Download Radiobiology Lec:3 Stage:2 3.Cell death after irradiation

Radiobiology
Lec:3
Stage:2
3.Cell death after irradiation
The effects of radiation on the human population can be classified as
either somatic or genetic:
1-Somatic effects are harm that exposed individuals suffer during their
lifetime, such as radiation induced cancers (carcinogenesis), sterility,
opacification of the eye lens and life shortening.
2-Genetic or hereditary effects are radiation induced mutations to an
individual’s genes and DNA that can contribute to the birth of defective
descendants.
- Carcinogenesis expresses itself as a late somatic effect in the form of
acute or chronic myeloid leukaemia or some solid tumours, for example
in the skin, bone, lung, thyroid or breast.
- Radiation is a known teratogen (i.e. it causes birth defects).
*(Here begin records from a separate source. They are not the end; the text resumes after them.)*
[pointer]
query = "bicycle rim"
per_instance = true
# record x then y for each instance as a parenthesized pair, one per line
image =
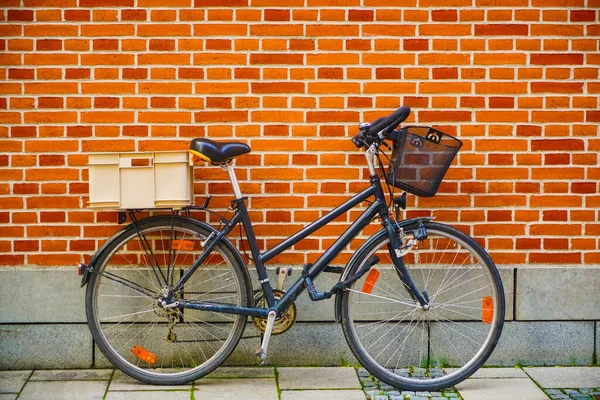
(409, 347)
(156, 344)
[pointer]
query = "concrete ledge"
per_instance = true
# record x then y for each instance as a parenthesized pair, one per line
(45, 295)
(558, 293)
(45, 346)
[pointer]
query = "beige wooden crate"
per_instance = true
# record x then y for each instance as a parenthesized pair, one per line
(140, 180)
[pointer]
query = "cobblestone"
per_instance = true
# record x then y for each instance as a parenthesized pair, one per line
(572, 394)
(376, 390)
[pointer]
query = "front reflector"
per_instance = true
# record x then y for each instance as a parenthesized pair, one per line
(182, 245)
(143, 354)
(487, 309)
(370, 281)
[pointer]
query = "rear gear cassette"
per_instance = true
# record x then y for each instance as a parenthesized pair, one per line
(283, 322)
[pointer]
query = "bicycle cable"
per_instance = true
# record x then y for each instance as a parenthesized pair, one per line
(242, 243)
(382, 168)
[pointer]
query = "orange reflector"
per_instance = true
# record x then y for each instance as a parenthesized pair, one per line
(182, 245)
(487, 309)
(370, 281)
(143, 354)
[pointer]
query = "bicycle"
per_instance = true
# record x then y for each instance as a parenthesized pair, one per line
(421, 304)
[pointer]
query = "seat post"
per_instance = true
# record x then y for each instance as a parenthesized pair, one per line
(233, 179)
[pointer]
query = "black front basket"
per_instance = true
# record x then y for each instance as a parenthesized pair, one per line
(420, 159)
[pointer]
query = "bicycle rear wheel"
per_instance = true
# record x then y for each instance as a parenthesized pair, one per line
(131, 327)
(411, 348)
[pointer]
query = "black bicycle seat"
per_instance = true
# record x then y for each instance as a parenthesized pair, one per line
(217, 152)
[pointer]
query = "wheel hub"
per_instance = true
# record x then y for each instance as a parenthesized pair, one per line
(282, 323)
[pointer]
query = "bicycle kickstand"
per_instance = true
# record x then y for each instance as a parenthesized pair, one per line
(262, 352)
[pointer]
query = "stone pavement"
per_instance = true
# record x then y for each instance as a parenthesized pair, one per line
(295, 383)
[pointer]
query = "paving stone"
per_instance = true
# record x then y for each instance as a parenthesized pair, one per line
(492, 373)
(124, 382)
(227, 389)
(242, 372)
(322, 395)
(493, 389)
(318, 378)
(157, 395)
(13, 381)
(314, 344)
(72, 375)
(565, 377)
(64, 390)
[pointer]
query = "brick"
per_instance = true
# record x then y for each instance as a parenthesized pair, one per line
(556, 59)
(502, 30)
(281, 59)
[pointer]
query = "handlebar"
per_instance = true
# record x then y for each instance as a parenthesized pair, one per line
(381, 128)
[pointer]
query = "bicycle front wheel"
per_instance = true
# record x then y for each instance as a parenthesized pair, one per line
(154, 344)
(407, 346)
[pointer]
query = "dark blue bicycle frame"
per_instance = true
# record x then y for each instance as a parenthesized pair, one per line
(378, 206)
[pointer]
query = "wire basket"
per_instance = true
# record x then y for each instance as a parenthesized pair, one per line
(420, 159)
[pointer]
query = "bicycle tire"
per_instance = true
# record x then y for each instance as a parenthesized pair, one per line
(438, 355)
(196, 342)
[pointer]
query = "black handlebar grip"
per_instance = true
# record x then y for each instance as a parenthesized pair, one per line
(401, 114)
(390, 122)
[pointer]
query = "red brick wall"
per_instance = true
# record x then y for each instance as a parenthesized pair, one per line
(516, 80)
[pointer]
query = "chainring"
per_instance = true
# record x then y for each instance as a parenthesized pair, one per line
(282, 323)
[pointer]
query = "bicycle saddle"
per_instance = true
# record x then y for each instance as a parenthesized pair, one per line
(217, 152)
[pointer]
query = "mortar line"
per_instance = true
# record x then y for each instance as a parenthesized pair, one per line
(515, 294)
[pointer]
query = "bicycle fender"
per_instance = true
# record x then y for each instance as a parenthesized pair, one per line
(125, 230)
(362, 249)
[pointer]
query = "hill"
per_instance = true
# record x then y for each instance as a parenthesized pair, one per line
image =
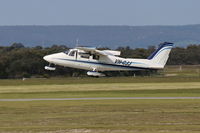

The effects
of radiation on the foetus depend on two factors: the dose and the stage of
development at the time of exposure. The principal effects of radiation on
a foetus are foetal or neonatal death, malformations, growth retardation,
congenital defects and cancer induction.
-An abortion to avoid the possibility of radiation induced congenital
abnormalities should be considered only when the foetal dose has
exceeded
10cGy.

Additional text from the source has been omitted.